All photos RIM Park Trail, Waterloo, ON. October 25, 2014. |
This is a grossly overdue posting, but the photos have been lurking on my hard drive, just biding their time. And now is that time...
On my recent southern Ontario tour of Stowaways, people familiar with my forest-y ways offered to take me for walks in the woods. And so, when I was in Kitchener/Waterloo, poet/prof Tanis MacDonald took me to the RIM Park Trails in Waterloo, which was adjacent to a golf course.
The trails were still recovering from an ice storm the year before, which had felled a lot of trees and/or taken down branches.
Tree trunks, living or dead, usually make for great mushrooming this time of year, but they had signs about not going off path ("Environmentally Sensitive Area. Please Stay on Trail."), so I stayed on the figurative straight and narrow.
So while we saw some birds, which made Tanis happy, I was forced to amuse myself with tangles of wild cucumber and burst-open milkweed pods.

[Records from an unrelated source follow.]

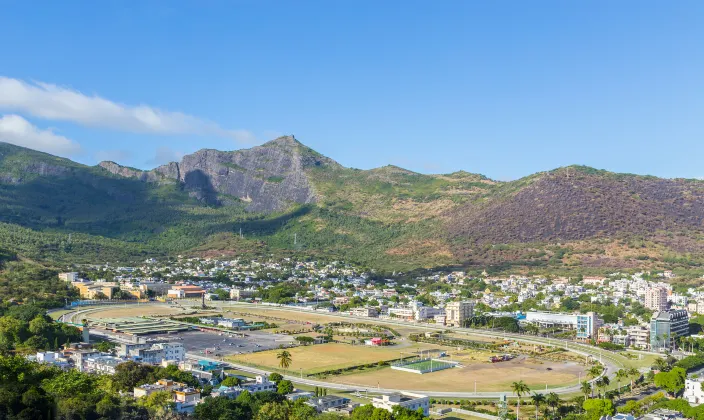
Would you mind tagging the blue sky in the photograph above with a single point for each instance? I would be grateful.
(502, 88)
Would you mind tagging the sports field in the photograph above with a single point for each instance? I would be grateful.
(426, 366)
(331, 356)
(488, 376)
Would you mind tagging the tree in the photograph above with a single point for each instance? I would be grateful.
(633, 373)
(586, 389)
(519, 388)
(596, 408)
(273, 411)
(305, 340)
(537, 399)
(284, 359)
(130, 374)
(621, 374)
(222, 408)
(284, 387)
(363, 412)
(553, 400)
(595, 371)
(302, 411)
(672, 381)
(231, 381)
(157, 402)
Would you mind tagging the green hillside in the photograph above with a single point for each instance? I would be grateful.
(574, 219)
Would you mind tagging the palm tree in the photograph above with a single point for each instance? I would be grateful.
(284, 359)
(553, 400)
(620, 374)
(538, 399)
(601, 384)
(586, 389)
(519, 388)
(595, 371)
(633, 372)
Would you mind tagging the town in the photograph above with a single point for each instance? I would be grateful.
(221, 328)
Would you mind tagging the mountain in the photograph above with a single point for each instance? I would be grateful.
(573, 219)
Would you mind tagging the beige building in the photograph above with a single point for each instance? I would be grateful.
(162, 385)
(68, 277)
(238, 294)
(365, 311)
(456, 313)
(656, 299)
(90, 290)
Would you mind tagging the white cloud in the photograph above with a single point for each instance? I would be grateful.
(52, 102)
(165, 155)
(16, 130)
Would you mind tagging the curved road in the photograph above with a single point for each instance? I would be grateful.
(610, 360)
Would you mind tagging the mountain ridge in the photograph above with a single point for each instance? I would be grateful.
(384, 216)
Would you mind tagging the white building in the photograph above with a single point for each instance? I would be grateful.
(327, 402)
(159, 352)
(457, 313)
(656, 299)
(406, 399)
(693, 391)
(68, 277)
(587, 325)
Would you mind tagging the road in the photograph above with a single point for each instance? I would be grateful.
(608, 359)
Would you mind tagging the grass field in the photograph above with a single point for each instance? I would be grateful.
(488, 376)
(428, 365)
(331, 356)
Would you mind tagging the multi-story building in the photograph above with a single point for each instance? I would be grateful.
(656, 299)
(186, 291)
(457, 313)
(91, 290)
(161, 385)
(365, 311)
(238, 294)
(693, 392)
(587, 325)
(638, 336)
(156, 353)
(406, 399)
(402, 312)
(665, 326)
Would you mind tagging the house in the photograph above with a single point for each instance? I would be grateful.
(68, 277)
(365, 312)
(237, 294)
(298, 394)
(102, 364)
(160, 385)
(327, 402)
(407, 400)
(376, 341)
(259, 384)
(693, 392)
(159, 352)
(186, 399)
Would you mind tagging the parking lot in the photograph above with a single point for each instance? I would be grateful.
(227, 344)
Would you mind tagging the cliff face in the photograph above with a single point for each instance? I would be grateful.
(267, 178)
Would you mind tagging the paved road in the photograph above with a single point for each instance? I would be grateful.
(608, 359)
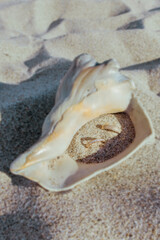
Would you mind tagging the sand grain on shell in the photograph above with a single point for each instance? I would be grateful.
(114, 142)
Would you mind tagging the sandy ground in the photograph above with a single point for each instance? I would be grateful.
(38, 41)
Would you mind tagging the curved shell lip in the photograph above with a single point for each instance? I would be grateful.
(145, 136)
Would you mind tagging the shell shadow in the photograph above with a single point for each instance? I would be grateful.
(23, 108)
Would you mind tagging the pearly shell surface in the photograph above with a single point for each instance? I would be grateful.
(87, 91)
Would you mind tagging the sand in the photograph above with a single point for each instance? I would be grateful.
(38, 41)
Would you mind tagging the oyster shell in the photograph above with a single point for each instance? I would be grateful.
(87, 91)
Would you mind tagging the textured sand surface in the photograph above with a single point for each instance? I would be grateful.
(38, 41)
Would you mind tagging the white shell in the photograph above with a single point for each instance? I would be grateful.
(87, 91)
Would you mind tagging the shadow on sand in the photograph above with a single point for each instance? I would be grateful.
(23, 108)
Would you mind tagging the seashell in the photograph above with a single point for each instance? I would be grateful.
(86, 92)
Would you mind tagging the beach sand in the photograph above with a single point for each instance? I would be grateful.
(38, 41)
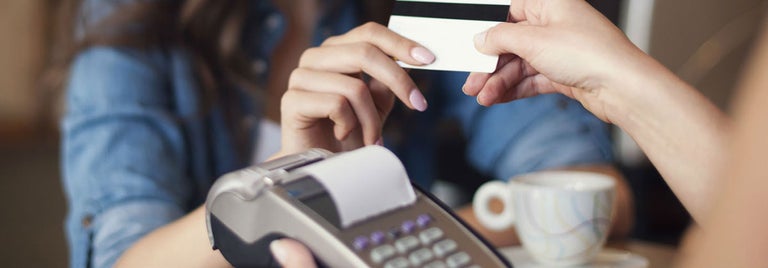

Until we came to this stand of trees, which was a new-to-me species, the Bitternut Hickory. Which is also called the Swamp or Pignut Hickory and is native to Ontario. These trees were apparently at the very edge of the Bitternut Hickory range, so I felt lucky to have seen them.
After standing under their canopy for a while, we shuffled through the leaf litter, trying to find nuts. We had just concluded that the trees must be too old/sick to have produced nuts when Tanis spied one on the middle of the path.
And then we saw them everywhere. We were, as you would imagine, simultaneously proud of ourselves and ashamed.
We each collected three or four of the hundreds on the path.
Later, I gave one to Guiliana Saimirri, the Urban Forest Coordinator for the Urban Forest Coordinator. She's the type of person who collects nuts and seeds and tries to grow them, so she showed me the collection of nuts she had in her fridge, waiting to be planted, and the jars of seed on a shelf over her dryer.